Caitlin warf Daniel über Tims Rücken hinweg einen fragenden Blick zu, doch der lächelte nur.
»Ich habe keine Ahnung. Erzähl es mir.«
Mit großen Augen setzte sich der Junge auf die Bettkante und lächelte. »Ich habe ein Pony. Ein eigenes Pony, das mir ganz allein gehört. Sein Name ist Sir Henry. Ich muss für ihn sorgen und ihn täglich besuchen. Ist das nicht eine wundervolle Nachricht?«
»Ja, mein Junge, das ist es.« Caitlin strich ihrem Sohn liebevoll über die Haare und sah Daniel dankbar an.
»Ich muss jetzt los, weil ich Sir Henry füttern muss. Miss Rogers hat in der Küche ein paar Möhren für ihn. Wenn das Wetter besser wird, darf ich zusammen mit Master Daniel ausreiten.

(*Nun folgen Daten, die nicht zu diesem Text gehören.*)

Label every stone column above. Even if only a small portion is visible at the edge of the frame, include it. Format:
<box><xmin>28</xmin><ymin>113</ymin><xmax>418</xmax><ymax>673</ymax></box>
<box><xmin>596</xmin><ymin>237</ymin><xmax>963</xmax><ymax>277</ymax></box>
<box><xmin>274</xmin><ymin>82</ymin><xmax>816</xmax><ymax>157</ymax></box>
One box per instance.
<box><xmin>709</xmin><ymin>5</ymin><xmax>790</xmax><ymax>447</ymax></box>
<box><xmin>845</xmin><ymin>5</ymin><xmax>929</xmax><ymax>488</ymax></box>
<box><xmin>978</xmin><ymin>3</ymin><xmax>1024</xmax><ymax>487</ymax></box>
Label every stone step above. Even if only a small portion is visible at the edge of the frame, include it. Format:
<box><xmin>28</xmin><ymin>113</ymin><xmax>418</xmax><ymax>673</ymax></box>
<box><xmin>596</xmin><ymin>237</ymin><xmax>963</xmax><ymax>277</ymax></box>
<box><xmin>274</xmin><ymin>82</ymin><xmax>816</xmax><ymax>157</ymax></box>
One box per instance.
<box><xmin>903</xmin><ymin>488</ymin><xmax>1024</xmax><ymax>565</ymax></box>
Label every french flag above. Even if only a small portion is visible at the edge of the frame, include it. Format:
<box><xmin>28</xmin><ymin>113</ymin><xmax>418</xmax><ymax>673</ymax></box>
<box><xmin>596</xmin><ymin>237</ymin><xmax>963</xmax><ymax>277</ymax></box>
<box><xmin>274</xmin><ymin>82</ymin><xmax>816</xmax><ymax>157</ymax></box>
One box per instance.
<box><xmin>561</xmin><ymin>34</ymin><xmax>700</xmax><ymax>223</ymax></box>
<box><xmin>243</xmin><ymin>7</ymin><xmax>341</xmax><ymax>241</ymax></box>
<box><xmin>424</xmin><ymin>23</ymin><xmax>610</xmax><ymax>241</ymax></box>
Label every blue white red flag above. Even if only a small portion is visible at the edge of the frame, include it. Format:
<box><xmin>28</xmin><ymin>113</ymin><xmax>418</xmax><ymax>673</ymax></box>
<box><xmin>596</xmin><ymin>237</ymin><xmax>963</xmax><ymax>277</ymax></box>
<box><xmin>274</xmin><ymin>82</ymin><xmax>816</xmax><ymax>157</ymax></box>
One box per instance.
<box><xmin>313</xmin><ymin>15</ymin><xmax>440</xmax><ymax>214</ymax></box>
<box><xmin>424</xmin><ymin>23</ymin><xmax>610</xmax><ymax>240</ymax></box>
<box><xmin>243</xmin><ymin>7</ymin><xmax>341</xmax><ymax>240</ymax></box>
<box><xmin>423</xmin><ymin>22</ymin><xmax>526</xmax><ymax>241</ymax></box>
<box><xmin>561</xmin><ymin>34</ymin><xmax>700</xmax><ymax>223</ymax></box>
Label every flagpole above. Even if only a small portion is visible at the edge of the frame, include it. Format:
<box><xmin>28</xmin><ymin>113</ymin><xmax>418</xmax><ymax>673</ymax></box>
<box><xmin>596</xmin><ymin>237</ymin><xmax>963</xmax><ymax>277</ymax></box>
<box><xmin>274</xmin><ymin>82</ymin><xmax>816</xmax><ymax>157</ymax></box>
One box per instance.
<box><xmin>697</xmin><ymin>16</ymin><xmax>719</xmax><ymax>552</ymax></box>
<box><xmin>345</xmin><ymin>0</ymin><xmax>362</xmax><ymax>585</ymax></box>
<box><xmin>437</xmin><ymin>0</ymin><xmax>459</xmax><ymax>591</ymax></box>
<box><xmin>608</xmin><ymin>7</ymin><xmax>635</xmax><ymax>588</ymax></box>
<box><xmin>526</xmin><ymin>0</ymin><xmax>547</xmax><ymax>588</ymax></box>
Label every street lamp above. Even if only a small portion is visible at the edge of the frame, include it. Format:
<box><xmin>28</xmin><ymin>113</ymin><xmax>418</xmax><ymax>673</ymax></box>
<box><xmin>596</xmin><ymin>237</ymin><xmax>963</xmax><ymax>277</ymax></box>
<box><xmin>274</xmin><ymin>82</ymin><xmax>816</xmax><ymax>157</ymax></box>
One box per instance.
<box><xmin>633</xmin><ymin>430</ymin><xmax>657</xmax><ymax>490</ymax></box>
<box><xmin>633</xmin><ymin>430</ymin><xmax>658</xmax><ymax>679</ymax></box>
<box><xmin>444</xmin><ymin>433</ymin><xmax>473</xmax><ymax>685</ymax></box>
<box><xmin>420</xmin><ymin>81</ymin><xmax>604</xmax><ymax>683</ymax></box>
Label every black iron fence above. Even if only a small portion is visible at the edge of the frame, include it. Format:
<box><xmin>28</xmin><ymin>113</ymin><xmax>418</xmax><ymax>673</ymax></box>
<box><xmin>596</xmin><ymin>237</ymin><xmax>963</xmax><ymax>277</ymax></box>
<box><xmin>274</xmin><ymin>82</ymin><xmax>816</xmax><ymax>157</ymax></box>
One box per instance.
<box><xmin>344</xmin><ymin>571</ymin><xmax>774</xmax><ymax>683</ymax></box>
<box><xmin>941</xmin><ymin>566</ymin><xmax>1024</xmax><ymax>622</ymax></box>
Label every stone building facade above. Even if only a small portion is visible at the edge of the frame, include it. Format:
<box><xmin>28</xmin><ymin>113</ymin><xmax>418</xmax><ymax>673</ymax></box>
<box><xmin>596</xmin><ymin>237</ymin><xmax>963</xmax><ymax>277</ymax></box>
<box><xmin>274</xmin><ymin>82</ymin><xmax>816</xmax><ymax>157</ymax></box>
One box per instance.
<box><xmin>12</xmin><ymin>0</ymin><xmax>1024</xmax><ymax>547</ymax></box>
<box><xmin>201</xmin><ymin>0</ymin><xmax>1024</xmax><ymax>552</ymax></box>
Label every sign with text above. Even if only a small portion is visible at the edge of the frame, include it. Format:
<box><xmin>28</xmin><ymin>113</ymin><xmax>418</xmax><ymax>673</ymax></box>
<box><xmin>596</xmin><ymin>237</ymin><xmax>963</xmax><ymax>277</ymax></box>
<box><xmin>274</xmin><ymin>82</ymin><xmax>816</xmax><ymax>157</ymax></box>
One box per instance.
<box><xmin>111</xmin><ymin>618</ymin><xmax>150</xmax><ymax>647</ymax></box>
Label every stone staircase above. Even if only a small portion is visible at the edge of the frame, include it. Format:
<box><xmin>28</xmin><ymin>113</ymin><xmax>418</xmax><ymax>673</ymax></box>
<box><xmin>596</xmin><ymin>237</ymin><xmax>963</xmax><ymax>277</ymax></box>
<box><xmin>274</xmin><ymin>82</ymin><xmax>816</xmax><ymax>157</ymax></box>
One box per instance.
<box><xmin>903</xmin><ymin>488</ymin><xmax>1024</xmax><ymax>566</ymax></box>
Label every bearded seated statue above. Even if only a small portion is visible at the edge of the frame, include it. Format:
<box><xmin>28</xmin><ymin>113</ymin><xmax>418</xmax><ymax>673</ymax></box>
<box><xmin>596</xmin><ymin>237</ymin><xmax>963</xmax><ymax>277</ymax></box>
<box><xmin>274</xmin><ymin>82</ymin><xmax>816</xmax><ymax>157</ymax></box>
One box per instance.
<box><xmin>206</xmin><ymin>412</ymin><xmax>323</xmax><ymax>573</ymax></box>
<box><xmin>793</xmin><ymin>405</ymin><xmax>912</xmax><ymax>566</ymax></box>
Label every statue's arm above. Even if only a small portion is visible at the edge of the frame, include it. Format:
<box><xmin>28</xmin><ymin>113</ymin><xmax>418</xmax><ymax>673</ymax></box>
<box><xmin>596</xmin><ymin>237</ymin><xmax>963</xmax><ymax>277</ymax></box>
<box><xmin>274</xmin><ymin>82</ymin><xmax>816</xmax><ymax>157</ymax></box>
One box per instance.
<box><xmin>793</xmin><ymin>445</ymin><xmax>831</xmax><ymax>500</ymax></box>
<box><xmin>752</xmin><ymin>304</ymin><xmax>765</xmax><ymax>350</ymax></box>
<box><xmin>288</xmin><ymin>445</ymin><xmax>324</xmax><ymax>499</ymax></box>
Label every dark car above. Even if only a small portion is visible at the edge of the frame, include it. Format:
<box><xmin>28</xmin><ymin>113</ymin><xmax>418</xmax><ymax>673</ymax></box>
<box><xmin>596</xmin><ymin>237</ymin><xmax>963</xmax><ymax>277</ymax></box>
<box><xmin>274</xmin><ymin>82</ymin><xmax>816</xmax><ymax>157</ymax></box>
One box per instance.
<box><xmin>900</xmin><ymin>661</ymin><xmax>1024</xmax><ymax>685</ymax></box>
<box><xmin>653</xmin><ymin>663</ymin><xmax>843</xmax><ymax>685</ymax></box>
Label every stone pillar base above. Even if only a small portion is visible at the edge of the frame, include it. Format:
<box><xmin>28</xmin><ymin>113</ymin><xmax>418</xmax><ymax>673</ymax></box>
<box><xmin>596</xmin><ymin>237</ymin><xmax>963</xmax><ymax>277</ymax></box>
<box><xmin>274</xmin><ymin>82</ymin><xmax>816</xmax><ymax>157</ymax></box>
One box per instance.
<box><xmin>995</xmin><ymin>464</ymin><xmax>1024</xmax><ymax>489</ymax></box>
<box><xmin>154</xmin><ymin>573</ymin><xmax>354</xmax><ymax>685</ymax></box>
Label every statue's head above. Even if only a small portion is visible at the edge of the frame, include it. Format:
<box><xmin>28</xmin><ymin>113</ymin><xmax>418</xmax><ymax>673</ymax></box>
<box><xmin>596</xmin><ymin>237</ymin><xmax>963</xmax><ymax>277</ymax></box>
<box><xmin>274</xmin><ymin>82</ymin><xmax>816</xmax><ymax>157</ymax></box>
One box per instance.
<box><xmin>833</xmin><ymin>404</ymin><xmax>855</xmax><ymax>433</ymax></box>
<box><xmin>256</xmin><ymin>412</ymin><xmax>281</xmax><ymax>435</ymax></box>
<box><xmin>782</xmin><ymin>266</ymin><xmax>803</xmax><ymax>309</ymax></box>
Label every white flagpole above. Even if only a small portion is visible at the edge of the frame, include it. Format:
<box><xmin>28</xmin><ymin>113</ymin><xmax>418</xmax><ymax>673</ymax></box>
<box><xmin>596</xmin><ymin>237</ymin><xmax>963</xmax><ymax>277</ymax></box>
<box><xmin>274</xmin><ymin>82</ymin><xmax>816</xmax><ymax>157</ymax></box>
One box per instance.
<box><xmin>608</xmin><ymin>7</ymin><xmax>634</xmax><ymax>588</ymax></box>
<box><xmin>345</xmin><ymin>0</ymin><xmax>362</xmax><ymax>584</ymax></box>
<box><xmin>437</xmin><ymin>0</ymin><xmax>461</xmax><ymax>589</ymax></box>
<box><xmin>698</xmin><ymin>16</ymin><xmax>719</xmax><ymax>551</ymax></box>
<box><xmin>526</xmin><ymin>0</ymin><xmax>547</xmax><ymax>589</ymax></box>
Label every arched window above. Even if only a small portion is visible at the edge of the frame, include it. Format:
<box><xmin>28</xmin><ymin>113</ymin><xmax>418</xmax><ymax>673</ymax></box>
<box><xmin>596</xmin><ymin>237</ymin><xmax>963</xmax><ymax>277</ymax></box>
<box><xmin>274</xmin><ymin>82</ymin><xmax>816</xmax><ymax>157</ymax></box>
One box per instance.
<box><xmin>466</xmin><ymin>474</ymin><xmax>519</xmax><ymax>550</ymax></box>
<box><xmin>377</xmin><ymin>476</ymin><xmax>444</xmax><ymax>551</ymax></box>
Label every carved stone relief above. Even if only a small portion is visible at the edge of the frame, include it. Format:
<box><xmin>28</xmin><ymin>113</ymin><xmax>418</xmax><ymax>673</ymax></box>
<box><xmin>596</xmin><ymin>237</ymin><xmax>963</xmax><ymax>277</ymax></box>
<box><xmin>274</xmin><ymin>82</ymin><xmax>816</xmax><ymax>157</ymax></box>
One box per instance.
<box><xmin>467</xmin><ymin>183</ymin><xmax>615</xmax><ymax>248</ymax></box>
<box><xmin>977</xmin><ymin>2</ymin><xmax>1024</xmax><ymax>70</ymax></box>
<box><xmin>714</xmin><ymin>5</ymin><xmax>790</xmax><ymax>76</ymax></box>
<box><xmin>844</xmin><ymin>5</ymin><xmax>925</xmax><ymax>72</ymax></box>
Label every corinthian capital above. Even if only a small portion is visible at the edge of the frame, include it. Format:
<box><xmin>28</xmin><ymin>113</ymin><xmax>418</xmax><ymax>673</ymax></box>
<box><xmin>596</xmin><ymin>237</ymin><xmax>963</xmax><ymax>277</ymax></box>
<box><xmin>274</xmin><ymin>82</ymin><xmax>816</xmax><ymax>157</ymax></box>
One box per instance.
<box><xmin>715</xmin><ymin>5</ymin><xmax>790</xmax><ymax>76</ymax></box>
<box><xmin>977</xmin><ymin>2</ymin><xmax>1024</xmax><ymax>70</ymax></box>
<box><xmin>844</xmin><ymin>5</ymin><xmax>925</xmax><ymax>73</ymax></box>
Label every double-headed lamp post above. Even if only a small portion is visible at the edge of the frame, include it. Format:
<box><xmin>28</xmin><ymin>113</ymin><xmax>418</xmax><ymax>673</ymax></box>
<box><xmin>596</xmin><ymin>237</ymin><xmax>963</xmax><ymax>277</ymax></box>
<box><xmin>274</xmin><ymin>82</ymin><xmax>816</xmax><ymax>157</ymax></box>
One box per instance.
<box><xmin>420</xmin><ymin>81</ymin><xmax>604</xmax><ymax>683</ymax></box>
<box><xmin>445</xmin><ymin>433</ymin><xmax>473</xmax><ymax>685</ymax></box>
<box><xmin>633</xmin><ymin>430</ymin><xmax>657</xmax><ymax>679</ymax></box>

Du wirst das doch erlauben, Mom?«
»Natürlich, aber nur, wenn Master Daniel dich begleitet.«
»Oh fein.« Timothy sprang von der Bettkante und lief zur Tür. »Bis bald, Mom. Ich habe dich lieb.«
»Ich habe dich auch lieb, Tim.«
Als die Tür ins Schloss fiel, hob Caitlin eine Augenbraue. »Das war wirklich nicht nötig, Daniel.«
Er trat ans Bett, setzte sich zu ihr. »Doch, das war es, und ich will nicht weiter darüber sprechen. Wie geht es dir heute?«
»Sehr gut. Ich werde aufstehen und mich anziehen. Ich bin nicht dafür geschaffen, in einem Bett zu liegen und nichts zu tun«, meinte sie energisch.
»Bist du sicher? Oder soll ich nach Doktor Harfield rufen lassen, damit er noch einmal nach dir sieht?«
»Das wird nicht notwendig sein. Mir geht es gut.«
Daniel ließ sich wie Timothy zuvor auf der Kante des Bettes nieder. »Wenn das so ist, sollte ich mir vielleicht deine Wunde einmal ansehen. Mit einem Streifschuss ist nicht zu spaßen.« Er schlug die Bettdecke zur Seite. Caitlin versteifte sich, denn sie trug nur ein Nachthemd. »Schhh, keine Angst. Ich will mich nur dafür bedanken, dass du mein Bein so wundervoll gepflegt hast in den Wochen, nachdem ich hier angekommen war.« Er schob das Nachthemd höher, das ihr bis über die Knie ging, und entblößte ihre schmalen, wohlgeformten Beine. Verlangend blickte er sie an, doch nur für einige Sekunden, dann schien er sich zu besinnen, und seine Züge wurden weich.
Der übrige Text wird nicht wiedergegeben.